Commission to Appear as Amicus Curiae in Supreme Court Case

The Irish Human Rights and Equality Commission (“the Commission”) has today been granted liberty by the Supreme Court to exercise its amicus curiae (‘friend of the court’) function in a case focused on marriage and family rights.

The case (MKFS v. the Minister for Justice and Equality) is expected to clarify whether a marriage contracted under the Civil Registration Act 2014 is valid where the Minister for Justice considers it to have been contracted for the purpose of obtaining EU law entitlements.

In February 2019, the Supreme Court granted leave to appeal an earlier High Court Judgment, on the grounds there is a need to clarify the law on this matter beyond the facts of this particular case.

The Commission’s functions under the Irish Human Rights and Equality Commission Act 2014 include that of applying for liberty to appear as an amicus curiae (friend of the court) before the superior courts in proceedings that involve, or are concerned with, the human rights or equality rights of any person.

The Commission now joins the case as amicus curiae and will present submissions on the relevant domestic and international human rights standards for the assistance of the Supreme Court.

ENDS/

For further information, please contact:

Brian Dawson, IHREC Communications Manager,

01 8589601 / 087 0697095

bdawson@ihrec.ie

Follow us on twitter @_IHREC

Editor’s Note

As the Irish Human Rights and Equality Commission is now formally involved in these proceedings, we are precluded from making any further comment as the matters are before the Supreme Court.

Where written submissions are made by the Irish Human Rights and Equality Commission to the superior Courts in amicus curiae cases they will be made available on www.ihrec.ie after the case has been heard.

The amicus curiae function of the Irish Human Rights and Equality Commission.

The Commission’s functions under the Irish Human Rights and Equality Commission Act 2014 include that of applying for liberty to appear as an amicus curiae (friend of the court) before the superior courts in proceedings that involve, or are concerned with, the human rights or equality rights of any person.

Section 10 of the Irish Human Rights and Equality Commission Act sets out the functions of the Commission and Section 10(2)(e) provides that the IHREC shall have a function:

“to apply to the High Court or the Supreme Court for liberty to appear before the High Court or the Supreme Court, as the case may be, as amicus curiae in proceedings before that Court that involve or are concerned with the human rights or equality rights of any person and to appear as such an amicus curiae on foot of such liberty being granted (which liberty each of the said courts is hereby empowered to grant in its absolute discretion).”

Irish Human Rights and Equality Commission

The Irish Human Rights and Equality Commission is an independent public body, appointed by the President and directly accountable to the Oireachtas.

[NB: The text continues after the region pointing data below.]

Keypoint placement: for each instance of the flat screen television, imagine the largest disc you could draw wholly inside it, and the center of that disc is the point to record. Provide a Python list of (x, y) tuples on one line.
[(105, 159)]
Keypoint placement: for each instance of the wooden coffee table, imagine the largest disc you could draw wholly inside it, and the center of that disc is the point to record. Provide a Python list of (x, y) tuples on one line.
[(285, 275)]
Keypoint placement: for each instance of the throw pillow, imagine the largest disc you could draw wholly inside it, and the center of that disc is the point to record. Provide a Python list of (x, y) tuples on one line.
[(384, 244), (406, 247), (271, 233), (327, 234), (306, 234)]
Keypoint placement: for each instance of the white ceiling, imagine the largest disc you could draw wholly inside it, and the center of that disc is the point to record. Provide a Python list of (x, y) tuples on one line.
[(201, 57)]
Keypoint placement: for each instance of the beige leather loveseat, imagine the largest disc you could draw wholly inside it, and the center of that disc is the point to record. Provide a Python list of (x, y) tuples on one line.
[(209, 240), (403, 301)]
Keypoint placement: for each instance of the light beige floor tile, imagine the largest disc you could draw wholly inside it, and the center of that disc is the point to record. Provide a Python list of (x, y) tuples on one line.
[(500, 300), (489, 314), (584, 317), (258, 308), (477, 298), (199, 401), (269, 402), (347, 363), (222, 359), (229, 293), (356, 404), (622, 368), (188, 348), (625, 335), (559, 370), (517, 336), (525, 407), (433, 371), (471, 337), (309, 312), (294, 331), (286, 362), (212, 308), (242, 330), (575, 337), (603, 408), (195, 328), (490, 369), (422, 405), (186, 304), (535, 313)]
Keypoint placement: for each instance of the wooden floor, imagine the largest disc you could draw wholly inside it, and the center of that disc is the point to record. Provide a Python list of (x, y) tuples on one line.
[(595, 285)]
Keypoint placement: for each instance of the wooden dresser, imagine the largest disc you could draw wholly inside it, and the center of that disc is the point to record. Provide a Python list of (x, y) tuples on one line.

The Commission has a statutory remit set out under the Irish Human Rights and Equality Commission Act (2014) to protect and promote human rights and equality in Ireland, and build a culture of respect for human rights, equality and intercultural understanding in the State.

The Irish Human Rights and Equality Commission is Ireland’s national human rights institution and is recognised as such by the United Nations. The Commission is also Ireland’s national equality body for the purpose of a range of EU anti-discrimination measures.